Amarin Corporation plc highlighted two data presentations at ACC.24 describing the effects of VASCEPA®/VAZKEPA® (icosapent ethyl) on reducing MACE (Major Adverse Cardiovascular Events) in patients with baseline high or low Lipoprotein(a) [Lp(a)] levels, as well as reducing the risk of cardiovascular (CV) events in patients irrespective of baseline LDL-C level. The REDUCE-IT analysis results relating Lp(a) concentrations with CV risk were also published online in the Journal of the American College of Cardiology (JACC). High Lp(a) concentrations are associated with increased CV event risk, even when LDL-C levels are well-managed.

There are no treatments currently approved to reduce residual CV risk on top of contemporary medical therapy in patients with high Lp(a) levels. In this post hoc analysis of REDUCE-IT, the relationship between continuous baseline Lp(a) concentration and risk of MACE was analyzed in models that also accounted for baseline LDL-C, baseline triglycerides (TG), and double-blind treatment. REDUCE-IT participants were randomized to receive either 2g twice daily of icosapent ethyl (IPE) or matching placebo and followed for a median 4.9 years.

In this subanalysis, there were 7,026 REDUCE-IT patients with baseline Lp(a) data and a median Lp(a) value of 11.6 (Q1-Q3: 5.0-37.4) mg/dL. Results showed that baseline Lp(a) had a strong and significant relationship with MACE irrespective of baseline LDL-C, baseline TGs, and treatment assignment, and that the benefit of IPE was consistent across Lp(a) concentrations. Importantly, the treatment benefit of IPE was evident across subgroups with both high (=50 mg/dL) and low (<50 mg/dL) Lp(a) concentrations.

Specifically, for first MACE, the relative IPE treatment effects for Lp(a) =50 mg/dL and <50 mg/dL were HR 0.79 (95% CI 0.64-0.97; P=0.0248) and HR 0.75 (95% CI 0.66-0.84; P<0.0001), respectively. Absolute risk reductions at 5 years with IPE were 6.5% and 5.7% for Lp(a) =50 mg/dL and <50 mg/dL, respectively. Limitations include that participants in REDUCE-IT were not selected on the basis of their baseline Lp(a) concentration and that not all REDUCE-IT patients had available baseline Lp(a) data.

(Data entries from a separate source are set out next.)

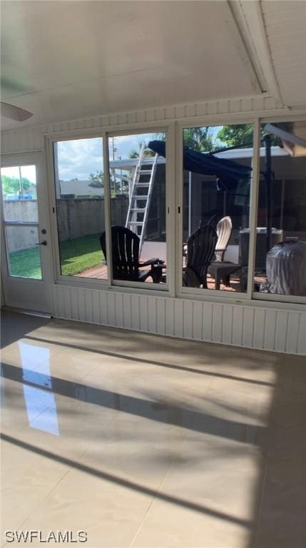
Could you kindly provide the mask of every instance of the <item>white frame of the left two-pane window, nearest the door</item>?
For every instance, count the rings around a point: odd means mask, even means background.
[[[159,133],[165,132],[166,138],[166,249],[167,249],[167,283],[142,283],[142,282],[122,282],[113,280],[111,262],[108,264],[107,280],[96,278],[78,278],[77,276],[65,276],[61,274],[61,264],[58,245],[58,225],[56,215],[56,188],[53,166],[53,143],[58,141],[73,141],[86,138],[102,138],[103,139],[103,173],[104,173],[104,213],[106,222],[106,252],[111,257],[111,202],[109,192],[109,158],[108,158],[108,137],[140,134],[140,133]],[[104,290],[120,290],[129,293],[144,293],[148,295],[170,295],[175,296],[175,280],[173,276],[173,266],[175,264],[173,257],[175,256],[175,230],[174,217],[175,213],[175,192],[170,192],[171,188],[175,188],[175,122],[158,122],[154,125],[151,123],[138,123],[124,126],[108,126],[106,128],[91,128],[86,130],[73,130],[58,133],[51,133],[46,136],[46,151],[47,151],[47,168],[49,176],[49,203],[52,228],[52,250],[53,261],[56,265],[56,282],[62,285],[81,286],[83,288],[101,288]]]

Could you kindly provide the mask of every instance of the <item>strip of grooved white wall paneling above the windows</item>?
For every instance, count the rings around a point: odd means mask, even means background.
[[[49,123],[33,128],[17,128],[1,132],[1,154],[43,150],[44,135],[77,129],[105,128],[108,126],[133,126],[137,123],[171,121],[197,116],[222,116],[227,114],[254,114],[265,111],[284,111],[281,103],[271,96],[224,99],[165,108],[148,108],[145,111],[94,116],[79,120]],[[287,111],[284,111],[287,113]]]

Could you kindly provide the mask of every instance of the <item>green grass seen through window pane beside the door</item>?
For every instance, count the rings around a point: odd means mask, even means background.
[[[103,253],[99,237],[100,234],[93,234],[60,242],[61,273],[64,276],[73,276],[87,268],[101,265]]]

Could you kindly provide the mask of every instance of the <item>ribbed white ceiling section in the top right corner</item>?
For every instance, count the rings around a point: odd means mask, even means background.
[[[306,106],[306,1],[230,0],[248,56],[270,95]]]

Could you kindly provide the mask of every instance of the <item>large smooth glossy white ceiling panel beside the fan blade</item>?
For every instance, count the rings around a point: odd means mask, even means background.
[[[2,129],[261,93],[226,1],[3,1]]]

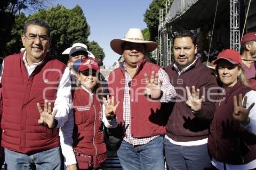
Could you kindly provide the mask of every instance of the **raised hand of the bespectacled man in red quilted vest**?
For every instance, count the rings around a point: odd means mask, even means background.
[[[45,108],[42,110],[39,103],[36,104],[37,109],[40,113],[40,119],[38,120],[38,123],[42,126],[45,126],[49,129],[53,128],[55,126],[54,117],[57,113],[57,110],[52,112],[52,106],[51,102],[48,102],[45,100]]]

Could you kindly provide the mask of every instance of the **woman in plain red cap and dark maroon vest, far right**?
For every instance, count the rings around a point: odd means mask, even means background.
[[[223,93],[210,126],[211,163],[217,169],[256,168],[256,92],[248,87],[238,51],[220,52],[214,64]]]

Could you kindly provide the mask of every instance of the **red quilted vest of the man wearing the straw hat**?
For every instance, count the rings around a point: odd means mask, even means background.
[[[153,101],[144,96],[145,89],[144,74],[148,77],[151,71],[157,73],[160,66],[151,62],[142,60],[139,62],[137,71],[130,82],[130,116],[131,116],[131,135],[132,137],[149,137],[154,135],[162,135],[165,133],[165,125],[167,117],[165,115],[162,104],[158,101]],[[120,104],[117,107],[116,115],[119,123],[123,126],[123,96],[125,87],[125,72],[124,68],[117,68],[111,71],[108,77],[108,88],[111,96],[115,97]],[[124,127],[123,127],[124,128]]]

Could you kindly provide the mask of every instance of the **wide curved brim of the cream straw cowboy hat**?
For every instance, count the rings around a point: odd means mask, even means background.
[[[143,40],[127,40],[127,39],[114,39],[110,42],[110,47],[112,48],[112,50],[114,52],[116,52],[117,54],[122,55],[123,54],[123,50],[121,47],[121,44],[124,42],[134,42],[134,43],[142,43],[142,44],[146,44],[147,47],[145,49],[145,53],[149,53],[153,50],[155,50],[157,48],[157,43],[154,41],[143,41]]]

Elevated low-density lipoprotein cholesterol (LDL-C) is a well-established major CV risk factor supported by clinical evidence showing decreased atherosclerotic disease events when LDL-C is therapeutically lowered. Recent international guidelines recommend lowering LDL-C to <55 mg/dL in those patients who are at very high risk for a future CV event. In this post hoc analysis, investigators explored REDUCE-IT data to determine if IPE reduces CV outcomes among high-risk CV patients irrespective of baseline LDL-C. Patients were stratified by LDL-C <55 vs =55 mg/dL.

The primary outcome was a composite of CV death, nonfatal myocardial infarction, nonfatal stroke, coronary revascularization, or unstable angina. Among statin-treated REDUCE-IT patients with baseline LDL-C data, 1,058 (12.9%) had LDL-C <55 mg/dL and 7,117 (87.1 %) had LDL-C =55 mg/dL. The primary outcome rate among patients with LDL-C <55 mg/dL was 16.2% in the IPE group and 22.8% in the placebo group, HR 0.66 (95% CI 0.50-0.87; P=0.003).

Findings were consistent in the LDL-C =55 mg/dL subgroup, with rates of 17.4% in the IPE group and 21.9% in the placebo group, HR 0.76 (95% CI 0.69-0.85; P<0.0001). No significant interaction by baseline LDL-C was observed.